Citigroup hives off brokerage unit to Morgan Stanley

After days of speculation, Citigroup Inc. and Morgan Stanley have unveiled plans to merge their brokerage businesses. Citigroup also will get a $2.7 billion payment from Morgan Stanley and a $5.8 billion after-tax gain that will bolster capital.

New York-based Citigroup will exchange its Smith Barney, Smith Barney Australia and Quilter units for a 49 per cent stake in the venture from Morgan Stanley. New York-based Morgan will exchange its wealth-management business for a 51 per cent stake in the joint venture. The combined firm, to be called Morgan Stanley Smith Barney, will have $1.7 trillion in client assets. It will not include Citi Private Bank or Nikko Cordial Securities.

The deal will create a brokerage that rivals the recent combination of Merrill Lynch and Bank of America. Morgan Stanley Smith Barney will employ more than 20,000 people in the business of selling stocks and other financial products to investors across the world. (See: Bank of America buys Merrill Lynch)

Citigroup is also preparing to narrow its overall mission to two areas - wholesale banking for large-corporate clients and retail banking for customers in selected markets, according to The Wall Street Journal. This is the latest step by Citigroup CEO Vikram Pandit to break up a behemoth that once had more than a trillion dollars in assets.

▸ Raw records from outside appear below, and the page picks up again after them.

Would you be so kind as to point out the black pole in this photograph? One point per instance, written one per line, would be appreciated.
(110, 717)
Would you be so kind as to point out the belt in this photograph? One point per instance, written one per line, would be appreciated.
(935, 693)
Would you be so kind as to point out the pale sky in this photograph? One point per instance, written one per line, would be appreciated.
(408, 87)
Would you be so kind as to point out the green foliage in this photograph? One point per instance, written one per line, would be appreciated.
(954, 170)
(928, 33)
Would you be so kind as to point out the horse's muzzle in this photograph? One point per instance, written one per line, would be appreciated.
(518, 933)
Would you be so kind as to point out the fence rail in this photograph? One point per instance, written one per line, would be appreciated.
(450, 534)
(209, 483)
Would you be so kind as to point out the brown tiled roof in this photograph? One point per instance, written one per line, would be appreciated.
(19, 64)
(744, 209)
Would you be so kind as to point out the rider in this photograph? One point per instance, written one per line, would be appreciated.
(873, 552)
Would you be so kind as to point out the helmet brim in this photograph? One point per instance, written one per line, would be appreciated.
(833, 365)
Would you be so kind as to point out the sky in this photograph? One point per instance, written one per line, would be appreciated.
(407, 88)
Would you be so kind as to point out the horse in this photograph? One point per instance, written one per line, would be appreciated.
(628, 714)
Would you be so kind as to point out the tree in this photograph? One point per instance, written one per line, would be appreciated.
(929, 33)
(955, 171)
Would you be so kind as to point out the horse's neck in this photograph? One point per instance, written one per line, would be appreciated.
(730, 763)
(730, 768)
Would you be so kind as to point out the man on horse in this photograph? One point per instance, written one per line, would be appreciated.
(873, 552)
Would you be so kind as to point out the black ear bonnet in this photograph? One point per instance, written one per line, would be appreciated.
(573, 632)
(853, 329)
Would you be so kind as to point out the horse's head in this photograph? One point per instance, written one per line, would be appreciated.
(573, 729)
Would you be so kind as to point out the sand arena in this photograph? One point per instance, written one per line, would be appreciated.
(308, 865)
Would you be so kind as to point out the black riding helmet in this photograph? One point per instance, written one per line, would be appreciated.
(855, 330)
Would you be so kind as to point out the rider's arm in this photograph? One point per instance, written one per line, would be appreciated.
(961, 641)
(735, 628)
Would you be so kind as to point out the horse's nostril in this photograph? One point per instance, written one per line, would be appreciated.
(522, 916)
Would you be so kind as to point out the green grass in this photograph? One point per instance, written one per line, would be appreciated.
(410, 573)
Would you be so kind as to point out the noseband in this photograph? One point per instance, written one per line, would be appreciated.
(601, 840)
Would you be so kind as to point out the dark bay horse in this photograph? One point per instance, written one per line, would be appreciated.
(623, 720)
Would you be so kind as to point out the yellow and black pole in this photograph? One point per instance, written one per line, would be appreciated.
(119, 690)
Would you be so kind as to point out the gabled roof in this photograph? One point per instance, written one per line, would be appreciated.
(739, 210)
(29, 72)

Soon after his appointment, Pandit had tried to salvage the bank by selling off several non-core assets. He has sold at least 21 businesses, including the German consumer and Indian processing unit CGSL with 12,000 employees. Yet he incurred $20 billion of net losses and was forced to accept $45 billion of rescue funds from the US government. Now, he's slicing off divisions of a company he described six months ago as ''a truly global universal bank.'' (See: Citigroup sells German unit to France's Credit Mutuel for $7.8 billion / See: Tata Consultancy Services to acquire Citigroup Global Services for $505 million / See: Citi gets $20 billion cash injection and support for $306 billion bad assets )

The current situation is quite a contrast to the days of glory Citigroup has enjoyed over the decades. From the initial public offering of Commercial Credit Corp., the 97-year- old consumer lender that Chairman Sanford Weill took control of in 1986, until his retirement as Citigroup's CEO in 2003, the chart shows a return of 2,699 per cent - beating the 2,588 per cent return of Warren Buffett's Berkshire Hathaway Inc.